Upgrading and Installing

It’s important that you do this on your target server and the server you are backuping, or else rdiff-backup will not be able to use ssh as it starts an rdiff-server on your target machine.

apt-get update
apt-get install rdiff-backup

Setting up SSH with keys

After installing rdiff we need to generate ssh-keys so that you can have automated rdiff-backups. I’ll only cover this briefly, but if you are unsure try to consult another guide i made about setting up key-based ssh authentication.

ssh-keygen
scp .ssh/id_rsa user@host:.ssh/id_rsa

This generates the keys you need and send them to the appropriate user on your remote machine for storing backups. If you are setting up more servers to use the same backup location copy id_rsa.pub over to them.

Using rdiff-backup

rdiff-backup -v5 –print-statistics /local-dir user@host::/remote-dir
rdiff-backup –remove-older-than 2W user@host::/remote-dir

Now we have created the first and initial backup, this might take some time, depending on your connection speed, disks and CPU. You should be able to watch what’s stores since we issued the -v5 comand (verbos 5).

Automating it

echo “#!/bin/sh” >> rdiff-backup.sh
echo “rdiff-backup -v5 –print-statistics /local-dir user@host::/remote-dir” >> rdiff-backup.sh
echo “rdiff-backup –remove-older-than 2W user@host::/remote-dir” >> rdiff-backup.sh

Running it

crontab -e

And insert the following line

* 0 * * * /root/rdiff-backup.sh

Save it! Now you can just sit back and relax and let ‘em backups flow, each night at twelve o’ clock.

Restoring

Maybe the most boring part but also the most important part, restoring. When you restore with rdiff-backup you can restore to any date you want, as long as it’s still being kept. In this guide we used 2W, or two weeks, so we should be able to restore a file 14 days back. Nifty!
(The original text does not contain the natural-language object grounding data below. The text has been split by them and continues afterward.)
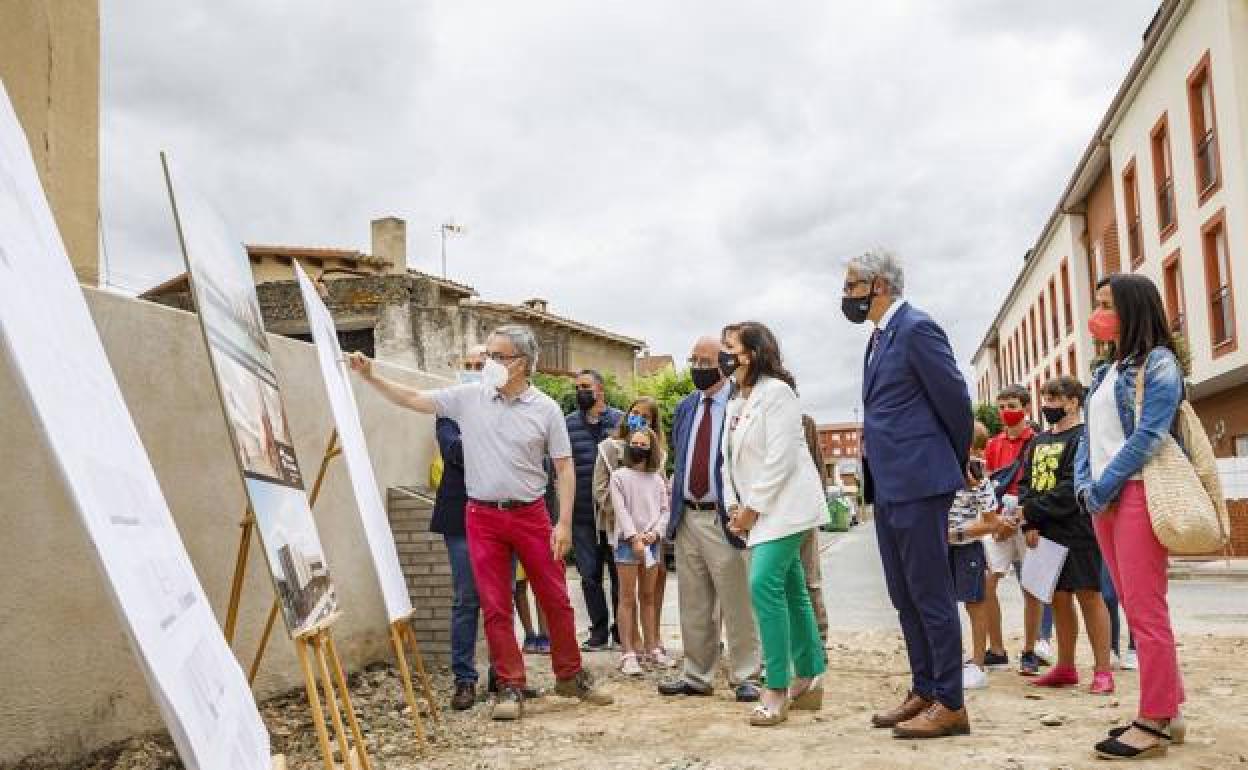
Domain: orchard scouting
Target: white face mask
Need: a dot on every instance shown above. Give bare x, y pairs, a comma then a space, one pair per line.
494, 375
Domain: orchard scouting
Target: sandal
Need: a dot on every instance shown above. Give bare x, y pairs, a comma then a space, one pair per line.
764, 716
1113, 748
811, 698
1177, 728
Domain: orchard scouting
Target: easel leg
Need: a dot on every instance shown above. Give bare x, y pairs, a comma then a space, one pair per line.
263, 643
361, 746
424, 675
401, 657
331, 700
315, 704
248, 521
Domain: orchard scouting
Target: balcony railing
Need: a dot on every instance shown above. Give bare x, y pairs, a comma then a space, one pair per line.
1207, 161
1133, 245
1166, 204
1223, 322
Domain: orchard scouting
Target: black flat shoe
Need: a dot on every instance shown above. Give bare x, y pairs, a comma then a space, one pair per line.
748, 692
1113, 748
1177, 729
679, 687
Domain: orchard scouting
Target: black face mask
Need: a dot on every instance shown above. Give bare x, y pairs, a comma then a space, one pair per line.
856, 308
637, 454
585, 399
705, 378
1053, 414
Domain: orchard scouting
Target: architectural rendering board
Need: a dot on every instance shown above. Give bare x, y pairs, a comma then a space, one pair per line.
53, 345
355, 449
225, 297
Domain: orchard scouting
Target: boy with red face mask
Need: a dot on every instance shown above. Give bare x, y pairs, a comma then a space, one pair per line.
1002, 459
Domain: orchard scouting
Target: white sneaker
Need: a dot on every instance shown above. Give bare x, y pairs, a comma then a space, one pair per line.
1045, 652
659, 657
974, 678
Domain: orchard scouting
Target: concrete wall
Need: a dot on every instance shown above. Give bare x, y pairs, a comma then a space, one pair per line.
70, 680
50, 65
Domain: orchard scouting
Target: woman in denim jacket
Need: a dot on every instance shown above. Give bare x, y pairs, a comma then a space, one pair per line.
1128, 313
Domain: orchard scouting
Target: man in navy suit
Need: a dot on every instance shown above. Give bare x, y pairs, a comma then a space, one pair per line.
710, 560
916, 438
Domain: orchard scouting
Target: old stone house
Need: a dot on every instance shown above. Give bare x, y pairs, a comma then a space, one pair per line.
408, 317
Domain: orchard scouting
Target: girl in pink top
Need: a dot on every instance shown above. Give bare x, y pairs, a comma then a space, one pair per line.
640, 502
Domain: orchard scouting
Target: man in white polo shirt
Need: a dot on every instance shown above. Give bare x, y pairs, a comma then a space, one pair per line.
507, 428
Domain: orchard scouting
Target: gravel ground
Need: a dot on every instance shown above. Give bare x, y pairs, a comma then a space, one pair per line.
1010, 720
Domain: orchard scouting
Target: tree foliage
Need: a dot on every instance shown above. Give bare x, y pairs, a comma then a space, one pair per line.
987, 413
668, 387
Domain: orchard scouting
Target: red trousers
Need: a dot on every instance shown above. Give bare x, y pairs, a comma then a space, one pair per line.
494, 536
1138, 564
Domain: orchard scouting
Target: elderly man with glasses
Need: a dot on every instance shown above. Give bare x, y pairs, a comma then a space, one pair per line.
916, 441
710, 560
508, 428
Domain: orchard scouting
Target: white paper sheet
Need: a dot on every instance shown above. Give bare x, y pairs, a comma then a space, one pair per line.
49, 337
225, 296
1041, 567
355, 449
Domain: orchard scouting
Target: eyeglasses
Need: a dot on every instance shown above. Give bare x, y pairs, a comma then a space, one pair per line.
502, 357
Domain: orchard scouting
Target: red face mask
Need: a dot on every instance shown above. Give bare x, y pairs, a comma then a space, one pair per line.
1012, 417
1103, 325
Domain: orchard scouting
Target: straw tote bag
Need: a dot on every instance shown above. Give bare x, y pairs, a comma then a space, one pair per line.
1184, 496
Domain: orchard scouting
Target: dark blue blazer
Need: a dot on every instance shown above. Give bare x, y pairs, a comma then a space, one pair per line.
682, 432
917, 419
448, 506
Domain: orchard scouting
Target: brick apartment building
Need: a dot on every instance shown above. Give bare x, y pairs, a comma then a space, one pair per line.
1161, 190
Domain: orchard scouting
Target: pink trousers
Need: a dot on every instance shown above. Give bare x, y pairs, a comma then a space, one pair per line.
1138, 567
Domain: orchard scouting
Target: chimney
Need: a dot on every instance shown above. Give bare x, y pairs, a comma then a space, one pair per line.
390, 242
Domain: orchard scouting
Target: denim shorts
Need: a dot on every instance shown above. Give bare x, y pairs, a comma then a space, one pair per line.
967, 564
624, 553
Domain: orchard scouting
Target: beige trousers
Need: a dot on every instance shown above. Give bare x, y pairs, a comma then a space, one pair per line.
713, 579
815, 580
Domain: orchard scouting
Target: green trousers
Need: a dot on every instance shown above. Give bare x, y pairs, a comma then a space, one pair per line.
786, 620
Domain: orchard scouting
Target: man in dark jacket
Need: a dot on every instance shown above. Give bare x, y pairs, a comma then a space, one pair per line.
916, 443
588, 424
448, 521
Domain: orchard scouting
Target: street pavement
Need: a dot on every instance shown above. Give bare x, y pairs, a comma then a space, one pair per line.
856, 598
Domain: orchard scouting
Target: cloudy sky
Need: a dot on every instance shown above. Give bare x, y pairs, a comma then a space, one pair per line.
657, 169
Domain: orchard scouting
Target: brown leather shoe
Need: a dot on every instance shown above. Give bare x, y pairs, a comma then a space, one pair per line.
936, 721
911, 706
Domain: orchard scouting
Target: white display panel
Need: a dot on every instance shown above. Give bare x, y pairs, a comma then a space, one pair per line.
355, 449
51, 342
234, 330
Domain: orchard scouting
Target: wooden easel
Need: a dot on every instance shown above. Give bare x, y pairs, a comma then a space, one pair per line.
401, 635
317, 644
401, 630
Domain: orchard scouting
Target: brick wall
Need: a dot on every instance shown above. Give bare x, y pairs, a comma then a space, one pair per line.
423, 559
1238, 513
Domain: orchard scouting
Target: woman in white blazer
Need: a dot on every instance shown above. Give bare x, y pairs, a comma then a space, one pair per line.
774, 497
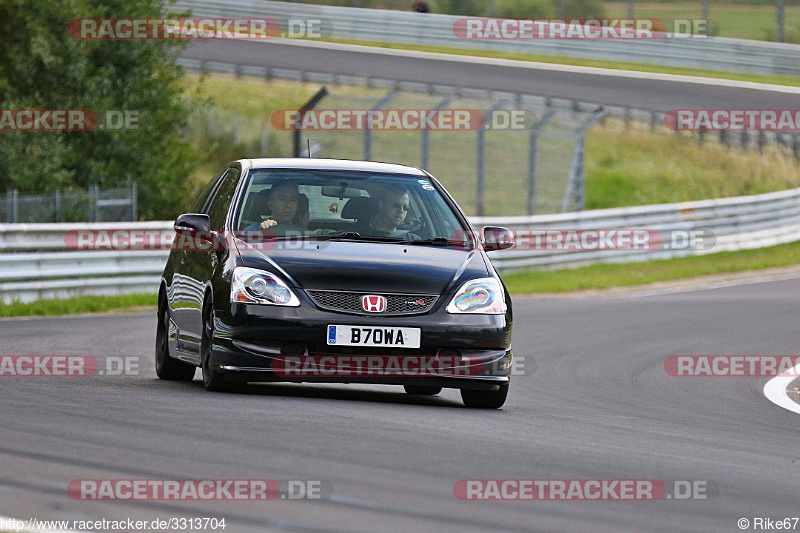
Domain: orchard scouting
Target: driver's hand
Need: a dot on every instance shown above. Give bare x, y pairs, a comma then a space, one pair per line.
268, 224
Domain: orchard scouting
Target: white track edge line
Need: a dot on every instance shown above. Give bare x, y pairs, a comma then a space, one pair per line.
775, 390
540, 66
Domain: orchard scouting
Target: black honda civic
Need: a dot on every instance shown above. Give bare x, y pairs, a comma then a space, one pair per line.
333, 271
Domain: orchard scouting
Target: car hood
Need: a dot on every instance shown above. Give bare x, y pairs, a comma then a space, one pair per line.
366, 266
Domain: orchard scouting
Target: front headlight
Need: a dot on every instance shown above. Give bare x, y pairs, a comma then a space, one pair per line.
481, 296
258, 287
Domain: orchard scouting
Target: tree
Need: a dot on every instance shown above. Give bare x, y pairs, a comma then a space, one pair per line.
43, 67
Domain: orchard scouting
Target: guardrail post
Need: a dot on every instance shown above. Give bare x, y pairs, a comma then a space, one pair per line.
264, 140
426, 134
575, 190
93, 190
481, 159
380, 104
12, 206
534, 134
57, 206
134, 202
298, 133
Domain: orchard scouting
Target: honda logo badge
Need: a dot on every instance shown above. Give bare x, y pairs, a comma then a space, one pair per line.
373, 304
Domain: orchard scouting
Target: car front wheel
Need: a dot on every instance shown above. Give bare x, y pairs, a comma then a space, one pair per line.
485, 399
212, 381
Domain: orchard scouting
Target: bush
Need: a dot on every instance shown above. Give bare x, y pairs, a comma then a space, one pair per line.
524, 9
467, 8
583, 9
43, 67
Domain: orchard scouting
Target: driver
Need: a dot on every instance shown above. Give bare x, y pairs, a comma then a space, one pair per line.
393, 207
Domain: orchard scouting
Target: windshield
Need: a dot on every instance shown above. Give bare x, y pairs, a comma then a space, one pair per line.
350, 205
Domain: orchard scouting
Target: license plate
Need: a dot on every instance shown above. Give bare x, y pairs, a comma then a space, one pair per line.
374, 336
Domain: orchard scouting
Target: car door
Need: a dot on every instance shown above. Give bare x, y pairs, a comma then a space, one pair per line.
200, 264
178, 296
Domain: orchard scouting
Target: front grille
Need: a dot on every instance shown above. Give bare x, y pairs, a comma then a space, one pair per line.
350, 302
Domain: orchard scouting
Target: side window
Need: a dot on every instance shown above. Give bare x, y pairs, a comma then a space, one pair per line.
200, 203
222, 200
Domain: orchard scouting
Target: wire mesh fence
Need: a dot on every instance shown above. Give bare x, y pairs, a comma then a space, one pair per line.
93, 205
519, 159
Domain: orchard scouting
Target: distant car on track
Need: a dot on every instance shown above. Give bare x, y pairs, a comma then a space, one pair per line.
319, 270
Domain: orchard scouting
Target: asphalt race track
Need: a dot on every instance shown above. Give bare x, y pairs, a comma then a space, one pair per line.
598, 406
561, 82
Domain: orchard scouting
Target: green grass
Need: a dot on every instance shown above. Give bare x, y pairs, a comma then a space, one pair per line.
80, 304
758, 22
629, 274
624, 165
633, 166
518, 283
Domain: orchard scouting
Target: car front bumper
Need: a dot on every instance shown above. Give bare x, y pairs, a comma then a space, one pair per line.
253, 343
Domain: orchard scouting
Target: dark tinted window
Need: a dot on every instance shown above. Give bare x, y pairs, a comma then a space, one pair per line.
200, 203
222, 200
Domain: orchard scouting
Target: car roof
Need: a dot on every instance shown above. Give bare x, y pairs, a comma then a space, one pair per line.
334, 164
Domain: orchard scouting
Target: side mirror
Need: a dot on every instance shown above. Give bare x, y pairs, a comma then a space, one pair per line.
497, 239
191, 222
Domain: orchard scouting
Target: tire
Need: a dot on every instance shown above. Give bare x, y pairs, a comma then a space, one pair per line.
483, 399
422, 390
167, 367
212, 381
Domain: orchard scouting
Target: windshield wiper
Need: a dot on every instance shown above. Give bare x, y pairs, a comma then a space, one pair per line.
355, 236
436, 241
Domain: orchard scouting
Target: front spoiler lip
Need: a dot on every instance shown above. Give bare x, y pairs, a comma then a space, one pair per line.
266, 375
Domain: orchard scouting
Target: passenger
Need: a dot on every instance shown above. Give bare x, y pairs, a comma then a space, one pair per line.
283, 206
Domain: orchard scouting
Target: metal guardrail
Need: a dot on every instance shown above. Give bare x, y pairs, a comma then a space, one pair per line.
715, 53
35, 264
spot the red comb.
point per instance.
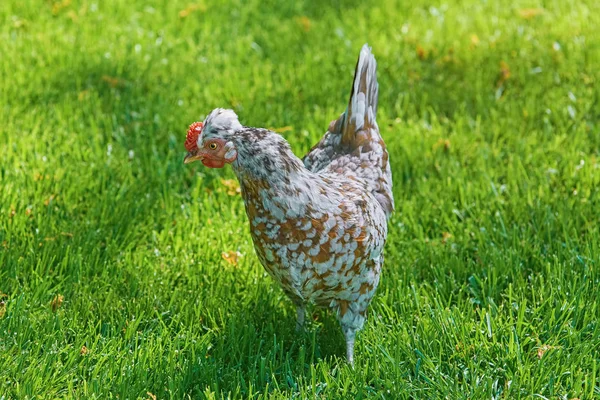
(191, 141)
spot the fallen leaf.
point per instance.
(421, 53)
(528, 13)
(304, 23)
(504, 73)
(190, 9)
(58, 6)
(57, 302)
(48, 200)
(112, 81)
(231, 256)
(232, 186)
(445, 143)
(446, 236)
(84, 94)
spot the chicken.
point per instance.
(318, 225)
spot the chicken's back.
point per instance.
(353, 146)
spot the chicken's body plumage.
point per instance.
(319, 225)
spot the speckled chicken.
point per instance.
(319, 224)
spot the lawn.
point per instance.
(126, 274)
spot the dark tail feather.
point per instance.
(362, 107)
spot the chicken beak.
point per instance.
(191, 157)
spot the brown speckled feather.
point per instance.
(318, 227)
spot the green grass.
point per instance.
(491, 114)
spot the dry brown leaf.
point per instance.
(528, 13)
(84, 94)
(421, 53)
(232, 257)
(504, 73)
(48, 200)
(446, 236)
(112, 81)
(304, 23)
(445, 143)
(57, 302)
(59, 6)
(190, 9)
(232, 186)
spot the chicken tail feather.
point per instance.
(362, 107)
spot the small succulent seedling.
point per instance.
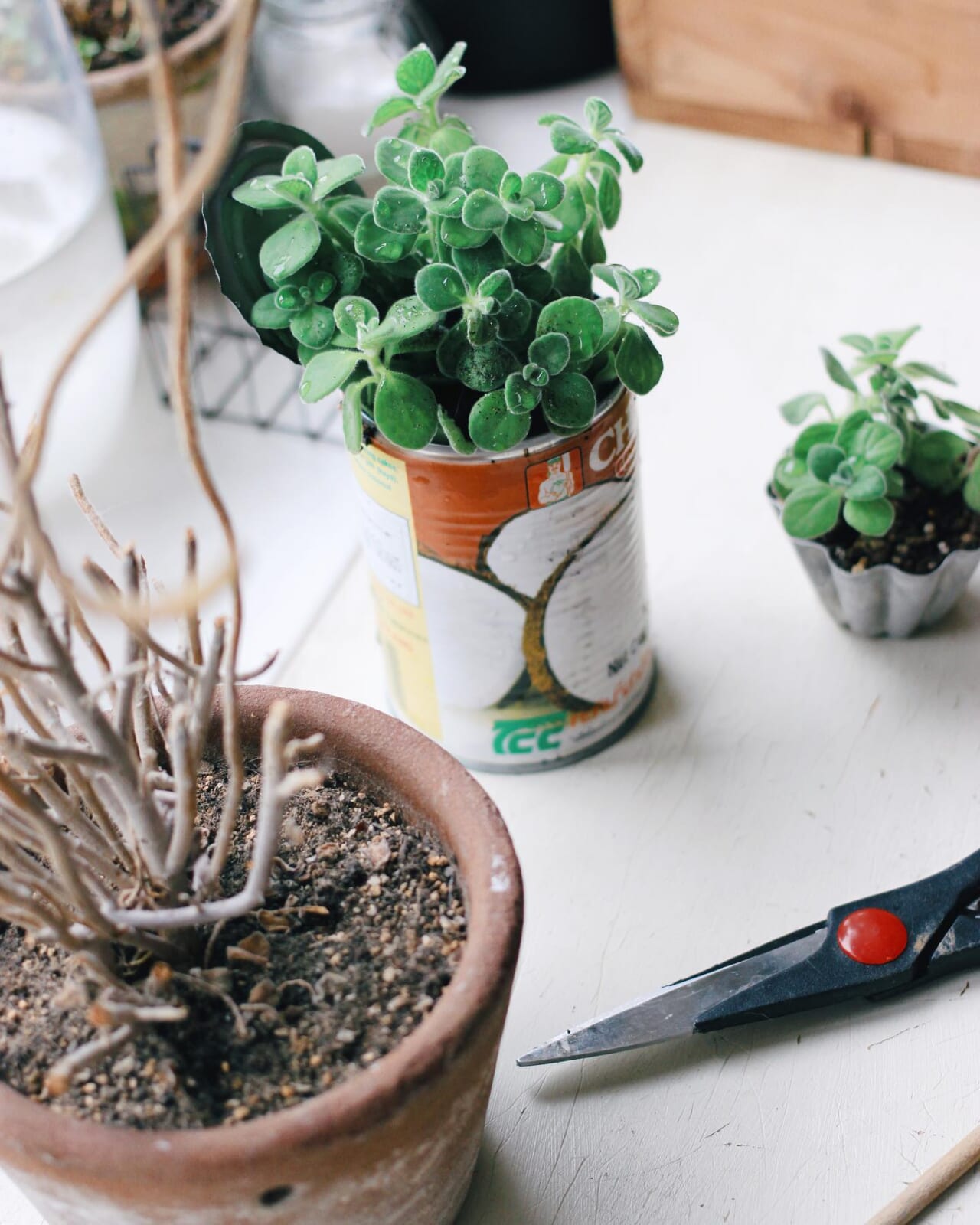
(459, 304)
(859, 466)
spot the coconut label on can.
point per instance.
(511, 593)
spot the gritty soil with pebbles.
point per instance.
(928, 528)
(363, 928)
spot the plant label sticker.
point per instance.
(521, 614)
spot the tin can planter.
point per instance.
(510, 591)
(885, 602)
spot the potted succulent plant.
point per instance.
(108, 36)
(884, 505)
(260, 941)
(487, 401)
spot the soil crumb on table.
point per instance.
(363, 928)
(928, 528)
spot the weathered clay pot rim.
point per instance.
(374, 1093)
(879, 567)
(132, 79)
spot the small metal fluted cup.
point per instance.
(885, 602)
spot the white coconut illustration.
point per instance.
(475, 636)
(528, 548)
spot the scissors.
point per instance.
(871, 949)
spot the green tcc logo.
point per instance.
(542, 733)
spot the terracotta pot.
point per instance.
(122, 96)
(394, 1145)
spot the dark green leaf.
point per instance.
(524, 240)
(406, 410)
(639, 363)
(579, 320)
(289, 249)
(416, 70)
(812, 510)
(455, 436)
(326, 373)
(440, 287)
(493, 428)
(837, 371)
(569, 401)
(870, 518)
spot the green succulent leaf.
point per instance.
(353, 315)
(796, 410)
(312, 328)
(406, 410)
(639, 361)
(869, 485)
(493, 428)
(392, 156)
(391, 109)
(257, 193)
(837, 371)
(267, 314)
(328, 371)
(550, 351)
(812, 510)
(381, 245)
(455, 435)
(416, 71)
(579, 320)
(824, 459)
(289, 248)
(569, 401)
(440, 287)
(871, 518)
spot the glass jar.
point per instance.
(60, 245)
(325, 65)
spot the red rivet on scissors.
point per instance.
(873, 936)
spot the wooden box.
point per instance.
(892, 79)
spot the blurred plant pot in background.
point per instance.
(526, 44)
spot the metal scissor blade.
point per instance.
(673, 1011)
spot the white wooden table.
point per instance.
(784, 766)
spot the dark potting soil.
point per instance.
(928, 528)
(110, 26)
(363, 928)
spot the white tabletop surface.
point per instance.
(784, 765)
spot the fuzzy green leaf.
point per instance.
(353, 315)
(312, 328)
(579, 320)
(406, 410)
(493, 428)
(416, 70)
(483, 168)
(812, 510)
(326, 373)
(639, 361)
(837, 371)
(796, 410)
(550, 351)
(569, 401)
(870, 518)
(381, 245)
(289, 248)
(524, 240)
(455, 435)
(391, 109)
(440, 287)
(484, 211)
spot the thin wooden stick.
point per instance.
(929, 1186)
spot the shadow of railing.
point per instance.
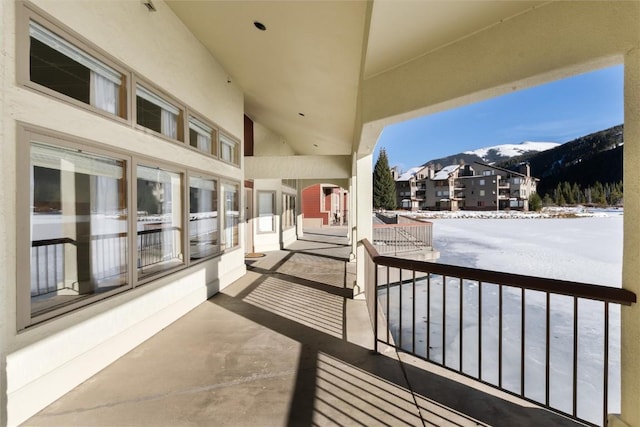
(342, 383)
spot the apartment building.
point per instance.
(473, 187)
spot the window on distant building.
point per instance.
(59, 65)
(203, 217)
(155, 113)
(202, 136)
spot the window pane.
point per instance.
(231, 215)
(159, 225)
(154, 113)
(203, 217)
(78, 226)
(266, 211)
(62, 67)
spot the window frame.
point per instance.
(25, 135)
(288, 210)
(223, 223)
(273, 213)
(215, 130)
(151, 163)
(27, 13)
(196, 174)
(181, 122)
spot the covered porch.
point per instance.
(284, 345)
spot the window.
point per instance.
(291, 183)
(64, 68)
(231, 216)
(288, 211)
(203, 218)
(266, 211)
(202, 136)
(229, 150)
(155, 113)
(78, 228)
(159, 223)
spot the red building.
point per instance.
(324, 204)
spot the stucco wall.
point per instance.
(45, 361)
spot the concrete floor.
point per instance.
(283, 346)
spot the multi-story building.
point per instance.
(478, 187)
(410, 187)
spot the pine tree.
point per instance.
(384, 187)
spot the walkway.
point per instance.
(283, 346)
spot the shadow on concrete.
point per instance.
(348, 384)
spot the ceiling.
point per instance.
(300, 76)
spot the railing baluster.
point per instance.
(388, 312)
(500, 336)
(444, 319)
(460, 326)
(605, 397)
(480, 331)
(547, 349)
(523, 316)
(575, 356)
(428, 315)
(413, 313)
(375, 306)
(400, 286)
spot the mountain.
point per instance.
(596, 157)
(495, 153)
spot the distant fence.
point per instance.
(407, 235)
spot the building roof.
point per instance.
(406, 176)
(445, 172)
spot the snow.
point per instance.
(512, 150)
(587, 247)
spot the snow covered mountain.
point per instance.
(495, 153)
(498, 153)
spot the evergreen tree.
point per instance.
(384, 187)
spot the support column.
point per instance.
(364, 202)
(630, 341)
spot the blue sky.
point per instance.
(555, 112)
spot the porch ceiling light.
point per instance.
(149, 5)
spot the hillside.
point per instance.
(585, 160)
(495, 154)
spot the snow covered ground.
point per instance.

rdiff-backup -r 14D user@host::/remote-dir/file /local-dir/file

This will restore the 14 days old file (-r 14D) of “file” to “/local-dir/file”. Pretty nifty, ey? If you are doing disaster recovery you can also recover an entire directory.

Final words

Do some simple tests, like backing up and restoring. This way you don’t get caught with your pants down when you actually need to restore something, and you ensure that backups actually are working – as this guide is not fully tested nor foolproof.